Tuesday November 16, 2004

A major share in one of Berkeley’s most notable buildings, the Hink’s Building at 2200 Shattuck Ave., has been sold, said John DeClerq, senior vice president of TransAction Financial, which had owned the building until early last week. 

DeClerq also presented the city Monday with a check for $1,028,000 to pay building permit fees for Library Gardens, Transaction’s 176-unit apartment complex with five street-level shops, which is replacing the current 362-space Kittredge Street Garage, just west of the central library. 

Excavation for Library Gardens’ single level of underground parking is halfway completed, DeClerq said Monday, with completion scheduled for July 2006. 

Roy Nee, a Berkeley resident for the last five years, purchased two of the three legal entities in the Hinks/Shattuck Hotel complex, bounded by Shattuck and Harold Street to the east and west between Allston Way and Kittredge Street. 

The sale includes the Berkeley Center, the Shattuck Cinema and an adjoining office building at Allston and Harold. The sale does not include the Shattuck Hotel, which is under separate ownership. 

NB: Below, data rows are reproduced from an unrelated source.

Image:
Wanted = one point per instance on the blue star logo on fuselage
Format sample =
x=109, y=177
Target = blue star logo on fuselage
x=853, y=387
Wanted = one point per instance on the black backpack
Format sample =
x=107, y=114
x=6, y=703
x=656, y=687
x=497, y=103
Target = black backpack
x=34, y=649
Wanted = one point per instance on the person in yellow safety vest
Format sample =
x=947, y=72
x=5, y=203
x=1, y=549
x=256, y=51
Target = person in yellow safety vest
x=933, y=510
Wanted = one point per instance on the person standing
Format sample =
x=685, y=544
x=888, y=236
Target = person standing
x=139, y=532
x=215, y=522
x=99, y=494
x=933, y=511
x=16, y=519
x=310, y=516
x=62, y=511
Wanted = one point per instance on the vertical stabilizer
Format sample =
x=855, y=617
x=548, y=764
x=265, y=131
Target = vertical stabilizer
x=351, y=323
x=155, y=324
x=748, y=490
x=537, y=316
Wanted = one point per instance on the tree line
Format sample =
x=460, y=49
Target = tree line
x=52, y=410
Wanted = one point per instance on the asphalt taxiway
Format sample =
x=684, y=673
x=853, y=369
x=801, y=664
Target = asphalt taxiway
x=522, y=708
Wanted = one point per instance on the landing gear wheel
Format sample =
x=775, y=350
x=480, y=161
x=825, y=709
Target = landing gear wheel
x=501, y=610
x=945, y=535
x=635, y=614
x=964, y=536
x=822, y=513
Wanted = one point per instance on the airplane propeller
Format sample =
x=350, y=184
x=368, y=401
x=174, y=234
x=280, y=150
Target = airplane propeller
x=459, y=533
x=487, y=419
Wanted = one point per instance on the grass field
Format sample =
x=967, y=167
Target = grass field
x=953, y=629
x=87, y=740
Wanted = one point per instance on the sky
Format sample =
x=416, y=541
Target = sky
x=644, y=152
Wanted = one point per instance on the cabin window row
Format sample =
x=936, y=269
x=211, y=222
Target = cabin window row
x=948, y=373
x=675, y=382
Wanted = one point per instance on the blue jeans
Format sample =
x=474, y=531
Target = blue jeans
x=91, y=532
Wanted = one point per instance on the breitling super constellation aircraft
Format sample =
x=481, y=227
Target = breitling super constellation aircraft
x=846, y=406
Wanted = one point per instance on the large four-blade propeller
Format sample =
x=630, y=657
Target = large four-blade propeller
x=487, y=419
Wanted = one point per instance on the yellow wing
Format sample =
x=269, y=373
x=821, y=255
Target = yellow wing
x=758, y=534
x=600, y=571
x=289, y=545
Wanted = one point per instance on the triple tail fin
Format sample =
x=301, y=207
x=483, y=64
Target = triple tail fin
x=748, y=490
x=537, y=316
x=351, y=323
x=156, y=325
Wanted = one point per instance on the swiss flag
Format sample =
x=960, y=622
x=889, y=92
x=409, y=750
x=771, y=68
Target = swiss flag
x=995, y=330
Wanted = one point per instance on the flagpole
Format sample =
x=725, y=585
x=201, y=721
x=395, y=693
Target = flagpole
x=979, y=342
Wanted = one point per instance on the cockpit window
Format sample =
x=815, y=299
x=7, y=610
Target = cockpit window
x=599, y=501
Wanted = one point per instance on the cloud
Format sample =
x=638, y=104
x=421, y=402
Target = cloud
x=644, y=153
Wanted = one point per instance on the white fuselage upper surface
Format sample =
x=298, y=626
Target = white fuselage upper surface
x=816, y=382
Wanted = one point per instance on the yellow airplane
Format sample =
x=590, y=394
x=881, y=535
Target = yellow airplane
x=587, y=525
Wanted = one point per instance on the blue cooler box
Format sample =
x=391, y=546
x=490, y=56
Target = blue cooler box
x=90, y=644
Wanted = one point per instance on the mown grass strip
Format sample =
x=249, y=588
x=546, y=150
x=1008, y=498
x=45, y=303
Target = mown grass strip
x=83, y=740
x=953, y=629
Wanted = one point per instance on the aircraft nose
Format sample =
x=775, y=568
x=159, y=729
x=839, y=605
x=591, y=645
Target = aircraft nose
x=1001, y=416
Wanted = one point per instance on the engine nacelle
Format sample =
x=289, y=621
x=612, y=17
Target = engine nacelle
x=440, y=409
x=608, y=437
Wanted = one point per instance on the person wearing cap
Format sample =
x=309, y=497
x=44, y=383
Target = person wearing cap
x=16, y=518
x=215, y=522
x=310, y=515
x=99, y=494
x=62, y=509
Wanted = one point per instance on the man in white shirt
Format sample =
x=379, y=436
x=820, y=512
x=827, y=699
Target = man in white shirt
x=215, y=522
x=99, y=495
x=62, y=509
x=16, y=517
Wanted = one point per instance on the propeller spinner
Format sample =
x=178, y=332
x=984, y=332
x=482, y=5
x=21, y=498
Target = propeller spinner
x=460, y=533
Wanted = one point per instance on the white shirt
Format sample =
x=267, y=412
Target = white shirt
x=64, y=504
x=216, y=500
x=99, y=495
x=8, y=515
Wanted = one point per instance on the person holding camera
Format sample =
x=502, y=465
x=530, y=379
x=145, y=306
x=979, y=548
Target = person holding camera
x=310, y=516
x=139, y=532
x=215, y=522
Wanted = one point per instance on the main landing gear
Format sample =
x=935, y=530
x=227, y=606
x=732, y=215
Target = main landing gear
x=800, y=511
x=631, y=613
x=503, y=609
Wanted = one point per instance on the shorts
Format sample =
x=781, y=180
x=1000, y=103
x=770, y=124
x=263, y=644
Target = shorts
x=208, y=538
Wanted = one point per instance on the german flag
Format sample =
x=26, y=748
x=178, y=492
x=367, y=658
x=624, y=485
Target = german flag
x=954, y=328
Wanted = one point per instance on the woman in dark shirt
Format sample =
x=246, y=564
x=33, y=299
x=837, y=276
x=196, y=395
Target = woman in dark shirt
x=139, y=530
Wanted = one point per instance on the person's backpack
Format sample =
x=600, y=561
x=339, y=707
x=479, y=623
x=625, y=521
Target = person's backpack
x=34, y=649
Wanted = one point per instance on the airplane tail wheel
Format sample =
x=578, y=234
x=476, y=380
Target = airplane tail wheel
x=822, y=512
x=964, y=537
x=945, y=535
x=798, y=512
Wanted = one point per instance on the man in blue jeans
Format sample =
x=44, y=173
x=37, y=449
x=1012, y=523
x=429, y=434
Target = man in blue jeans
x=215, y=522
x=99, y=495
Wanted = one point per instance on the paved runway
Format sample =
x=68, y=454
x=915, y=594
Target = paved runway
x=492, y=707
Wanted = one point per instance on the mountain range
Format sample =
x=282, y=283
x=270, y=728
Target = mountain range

The theater occupies the site that once housed Hink’s Department Store, a fixture of downtown Berkeley for six decades before it closed in the 1980s. Under Transaction’s ownership, the space was turned into a theater complex. 

The purchase also includes the extensive basement space. 

“I was interested in making an investment in downtown Berkeley,” said Nee. “From my perspective, a lot of good things are going on downtown. 

“I’m very interested in the process of how communities transform themselves, and after decades of downtown decline, there has been considerable improvement over the last half-dozen years,” he said. 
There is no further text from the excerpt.